An advance report said that Dr. Fauci planned to warn of “needless suffering and death” if states rushed to reopen before meeting guideposts of progress, suggesting that, out of Mr. Trump’s eye line, he might offer harsher medicine.

Instead, he slipped the scalpel in gently. (The ranking committee Democrat, Patty Murray of Washington, ended up pre-empting his “suffering and death” line in her opening questions.) He warned that “the consequences could be really serious” if states moved too fast, and — countering a Trumpist insinuation that the Covid-19 death count, now over 80,000, has been inflated — agreed that the actual toll is likely higher than the official figures.

But he also offered a spoonful of optimism, venturing that it was “more likely than not” that a vaccine would be available in a year or two, while maintaining his genial family-practitioner-from-Brooklyn tone. Away from the presidential briefings that played like “The Apprentice,” he likened the process of approving potential treatments to “Shark Tank.” (The references change, but the reality-TV-ness of this administration never goes away.)

The sharpest conflict came when Senator Rand Paul, Republican of Kentucky, assailed “doom and gloom” predictions about the virus and told Dr. Fauci, “I don’t think you’re the end-all” with regard to reopening policy. Replied the immunologist to the ophthalmologist: “I give advice according to the best scientific evidence.”

It’s possible that the logistics lent themselves less to theatrics and confrontation.

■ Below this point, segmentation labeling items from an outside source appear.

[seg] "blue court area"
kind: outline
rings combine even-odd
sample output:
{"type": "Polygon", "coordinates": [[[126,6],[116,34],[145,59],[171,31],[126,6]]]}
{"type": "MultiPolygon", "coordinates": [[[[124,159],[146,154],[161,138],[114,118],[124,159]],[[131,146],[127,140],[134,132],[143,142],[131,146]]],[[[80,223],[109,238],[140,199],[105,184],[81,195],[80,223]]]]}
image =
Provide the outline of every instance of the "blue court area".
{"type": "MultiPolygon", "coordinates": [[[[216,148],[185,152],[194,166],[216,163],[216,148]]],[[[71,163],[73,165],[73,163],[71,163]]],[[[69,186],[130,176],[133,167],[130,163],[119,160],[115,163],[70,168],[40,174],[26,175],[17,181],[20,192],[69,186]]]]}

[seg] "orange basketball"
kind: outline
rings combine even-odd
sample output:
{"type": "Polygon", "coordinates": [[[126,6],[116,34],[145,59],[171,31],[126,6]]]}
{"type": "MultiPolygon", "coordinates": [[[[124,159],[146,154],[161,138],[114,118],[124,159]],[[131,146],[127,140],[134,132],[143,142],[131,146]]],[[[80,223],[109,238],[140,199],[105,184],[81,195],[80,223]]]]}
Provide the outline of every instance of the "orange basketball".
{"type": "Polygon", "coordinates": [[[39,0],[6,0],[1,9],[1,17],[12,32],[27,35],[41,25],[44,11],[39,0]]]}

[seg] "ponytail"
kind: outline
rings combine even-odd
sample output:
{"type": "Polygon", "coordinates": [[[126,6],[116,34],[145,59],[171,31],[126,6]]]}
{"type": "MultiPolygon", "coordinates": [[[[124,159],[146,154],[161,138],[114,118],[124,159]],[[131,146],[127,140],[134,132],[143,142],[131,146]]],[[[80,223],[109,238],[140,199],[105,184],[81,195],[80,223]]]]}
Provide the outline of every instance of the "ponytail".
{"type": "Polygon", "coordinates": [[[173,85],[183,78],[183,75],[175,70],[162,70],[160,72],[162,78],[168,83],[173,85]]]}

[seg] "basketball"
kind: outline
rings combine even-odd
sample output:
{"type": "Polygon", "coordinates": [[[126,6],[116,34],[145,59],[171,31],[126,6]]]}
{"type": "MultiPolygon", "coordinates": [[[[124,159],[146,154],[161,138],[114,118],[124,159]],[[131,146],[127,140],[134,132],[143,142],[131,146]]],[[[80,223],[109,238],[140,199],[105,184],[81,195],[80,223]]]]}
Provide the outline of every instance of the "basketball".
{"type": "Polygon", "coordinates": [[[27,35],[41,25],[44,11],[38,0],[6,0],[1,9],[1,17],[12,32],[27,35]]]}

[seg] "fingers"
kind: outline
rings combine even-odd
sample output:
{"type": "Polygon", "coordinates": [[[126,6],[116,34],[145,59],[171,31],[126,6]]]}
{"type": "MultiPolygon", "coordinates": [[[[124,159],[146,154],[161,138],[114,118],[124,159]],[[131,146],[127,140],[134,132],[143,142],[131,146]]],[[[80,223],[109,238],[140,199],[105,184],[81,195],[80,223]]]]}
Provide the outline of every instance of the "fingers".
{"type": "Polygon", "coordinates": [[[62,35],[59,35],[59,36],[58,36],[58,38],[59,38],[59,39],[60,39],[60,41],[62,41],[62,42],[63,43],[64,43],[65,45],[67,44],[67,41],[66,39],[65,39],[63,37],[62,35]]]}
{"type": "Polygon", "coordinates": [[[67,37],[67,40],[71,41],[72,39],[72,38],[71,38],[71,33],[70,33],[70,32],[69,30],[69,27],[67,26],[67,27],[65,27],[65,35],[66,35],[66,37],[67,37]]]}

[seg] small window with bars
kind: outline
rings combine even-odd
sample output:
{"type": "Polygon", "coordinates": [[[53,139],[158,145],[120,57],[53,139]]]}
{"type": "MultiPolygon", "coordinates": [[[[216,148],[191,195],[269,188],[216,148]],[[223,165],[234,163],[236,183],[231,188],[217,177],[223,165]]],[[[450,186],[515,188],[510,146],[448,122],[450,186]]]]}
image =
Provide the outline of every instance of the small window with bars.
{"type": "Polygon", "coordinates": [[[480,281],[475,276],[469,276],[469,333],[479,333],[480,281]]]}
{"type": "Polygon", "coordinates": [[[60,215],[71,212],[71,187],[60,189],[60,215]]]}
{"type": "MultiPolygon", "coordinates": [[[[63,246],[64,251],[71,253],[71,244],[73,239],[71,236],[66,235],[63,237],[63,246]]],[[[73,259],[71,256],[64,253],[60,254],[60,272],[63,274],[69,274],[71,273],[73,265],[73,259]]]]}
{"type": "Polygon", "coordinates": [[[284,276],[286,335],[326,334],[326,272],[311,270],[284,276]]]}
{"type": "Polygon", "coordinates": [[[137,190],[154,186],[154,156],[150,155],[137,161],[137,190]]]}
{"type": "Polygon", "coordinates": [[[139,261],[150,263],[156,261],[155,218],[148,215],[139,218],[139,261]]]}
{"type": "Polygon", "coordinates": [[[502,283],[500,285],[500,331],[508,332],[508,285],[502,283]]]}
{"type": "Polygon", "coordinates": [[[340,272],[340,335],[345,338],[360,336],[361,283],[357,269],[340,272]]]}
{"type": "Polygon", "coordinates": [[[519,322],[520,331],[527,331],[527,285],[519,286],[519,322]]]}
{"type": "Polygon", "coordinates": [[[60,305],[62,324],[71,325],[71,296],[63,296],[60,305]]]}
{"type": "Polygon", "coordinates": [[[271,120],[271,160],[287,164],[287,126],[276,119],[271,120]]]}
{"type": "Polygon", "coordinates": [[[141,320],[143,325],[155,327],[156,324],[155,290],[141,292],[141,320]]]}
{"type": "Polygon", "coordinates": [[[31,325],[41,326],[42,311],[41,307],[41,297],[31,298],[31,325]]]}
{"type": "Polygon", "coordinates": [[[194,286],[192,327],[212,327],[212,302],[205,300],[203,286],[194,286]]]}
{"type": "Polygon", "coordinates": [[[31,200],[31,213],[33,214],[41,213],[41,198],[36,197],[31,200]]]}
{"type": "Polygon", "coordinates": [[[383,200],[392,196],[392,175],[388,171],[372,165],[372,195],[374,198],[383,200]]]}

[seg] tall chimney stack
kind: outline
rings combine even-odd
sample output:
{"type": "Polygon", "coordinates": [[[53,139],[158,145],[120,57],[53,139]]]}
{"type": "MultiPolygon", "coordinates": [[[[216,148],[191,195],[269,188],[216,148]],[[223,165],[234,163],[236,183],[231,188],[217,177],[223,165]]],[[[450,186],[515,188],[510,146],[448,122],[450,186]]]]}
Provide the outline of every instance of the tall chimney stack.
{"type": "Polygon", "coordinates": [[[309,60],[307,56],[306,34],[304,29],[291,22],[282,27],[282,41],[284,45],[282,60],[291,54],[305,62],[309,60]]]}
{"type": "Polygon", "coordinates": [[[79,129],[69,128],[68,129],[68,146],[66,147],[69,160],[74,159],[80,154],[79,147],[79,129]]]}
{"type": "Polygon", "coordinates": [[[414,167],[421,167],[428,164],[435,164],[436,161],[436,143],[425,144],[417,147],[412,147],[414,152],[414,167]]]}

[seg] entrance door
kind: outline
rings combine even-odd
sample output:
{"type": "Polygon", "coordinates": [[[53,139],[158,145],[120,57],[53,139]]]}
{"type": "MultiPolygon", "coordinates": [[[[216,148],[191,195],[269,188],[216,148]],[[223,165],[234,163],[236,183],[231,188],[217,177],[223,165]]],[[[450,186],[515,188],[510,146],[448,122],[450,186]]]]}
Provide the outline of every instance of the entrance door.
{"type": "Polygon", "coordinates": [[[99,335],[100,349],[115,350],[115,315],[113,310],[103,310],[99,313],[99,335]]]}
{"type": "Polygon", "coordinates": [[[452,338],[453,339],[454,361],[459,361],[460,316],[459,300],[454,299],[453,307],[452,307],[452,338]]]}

Amid the usual lags and audio glitches — Mr. Redfield’s connection was especially shaky — it’s hard to have a good fight over videoconference.

Instead, the background details of the telecommuting legislators competed with the public-health questions and speechifying. Senator Mike Enzi, Republican of Wyoming, spoke from an office outfitted with a set of desk antlers, while Senator Bernie Sanders, independent of Vermont, was backed by a Red Hot Chili Peppers poster.

The most pointed political battle of the morning was less about what came out of the mouths of senators than what covered them, or didn’t. The Democrats in the committee room mostly wore masks. The Republicans largely didn’t, or removed them before the proceedings started.

Face masks — worn mainly to keep the wearer from inadvertently infecting others — have become a metonym for the now-partisan argument over how worrisome the pandemic is, how much people should change their routines because of it and the extent to which people are morally and socially obligated to inconvenience themselves for the good of others.

What should be a matter of objective public-health practice has become one more polarizing cultural signal, splashed across your kisser. Fittingly, Senator Susan Collins of Maine, one of the more moderate Republicans and facing a tough re-election campaign, began the hearing with no mask, then put one on, as if trying to keep one lung in each camp.

Dr. Fauci was alone and maskless on video. But late in the hearing, he spoke approvingly of how, outdoors in Washington, D.C., “you can see many people out there with masks on, which gives me some degree of comfort that people are taking this very seriously.”

If it was a comment on what we witnessed in the hearing room, he kept it oblique. That’s the beauty of videoconferencing: No one knows exactly what you’re seeing on your own screen.